His mega mechas are the ultimate power, yet puny human Sam Witwicky (Shia Le Beouff) is vital to their survival. Because of their link to Sam, the big ’bots fight to protect humanity, giving it tenuous control over the chaos.
Pacific Rim (2013) had big robots too, pitting them, head to head against the Kaiju – enormous, relentless monsters of the deep with no agenda other than destruction. Still, at the epicenter of Pacific Rim’s thunder is the human duo, Raleigh (Charlie Hunnam) and Mako (Rinko Kikuchi), empowering the human made machines to tame nature. Godzilla (2014) director Gareth Edwards, however, is having none of that malarky. In his monster movie, technology and family story play second fiddle to the one about how we are nature’s plaything.
Exchanging the nuclear anxiety of the original 1970s films for modern anxiety about our place in the food-chain, Godzilla spends a lot of time making sure we know just how pointless we actually are. Starting by irradiating living goddess Juliette Binoche within five minutes of her turning up on screen and ending with Godzilla’s complete indifference to humans, Edwards has no interest in making us feel better about our prospects.
His massive monsters smash, crash, and roll over our cities and lives as if we aren’t even there, swatting planes from the air like flies.
Even our technology – in this case a hefty nuclear bomb – is just the next monster’s dinner.
The final insult: the most touching romantic scene in the film isn’t even between humans.
Edwards’ Godzilla seems to reminds us, bluntly, that humanity is tiny in the face of awesome nature.
A recent report predicted that in 100 years, rising sea levels will render coastlines unrecognisable, we’re facing an extinction level event as vast swathes of life on earth die off, and it’s getting hotter.

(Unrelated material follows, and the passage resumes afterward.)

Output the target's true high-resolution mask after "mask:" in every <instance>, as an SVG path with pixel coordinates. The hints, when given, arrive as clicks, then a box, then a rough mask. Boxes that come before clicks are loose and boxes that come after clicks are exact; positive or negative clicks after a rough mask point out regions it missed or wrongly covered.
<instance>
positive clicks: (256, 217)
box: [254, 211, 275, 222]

As Godzilla lumbers from the deep, stomping good guys and bad guys without distinction, laying waste to everything in his path, it’s as if Gareth Edwards knows there really is an unstoppable force of nature coming to get us from the briny.
It’s not a 100-foot tall prehistoric monster that breaths ice-fire, but like Godzilla it will not care how big our guns are or how much we love our spouses and children.
And it’ll run the show.
I tried to take a different reading on Godzilla. To me the lack-lustre human stories kind of underpinned this idea that we’re actually completely useless in the face of nature’s biggest threats.
Like, everything the human’s do in that film is pointless, they’re all completely ineffectual and the only one who says anything that make’s sense is the Japanese Doctor who says a bunch of stuff about balance and letting them sort it out.
To me, there was kind of a deliberate disconnect between us and the people, transferred to us and Godzilla. Like, when he shows up to the battle the first time and roars, it’s legitimately exhilarating.
They make a point of calling him “him” through out the whole film. He’s never just a monster, he’s a character in his own right.
And he never once interacts with any of the people. There’s that one scene where Aaron Taylor Johnson gets up close to him, and they have a kind of eye contact, but it clearly means more to Johnson’s tiny any man than it does to Godzilla.
I kept thinking about Cthulhu, and those elder gods, that Lovecraftian trope where we worship them, desperately, but to them, we’re meaningless.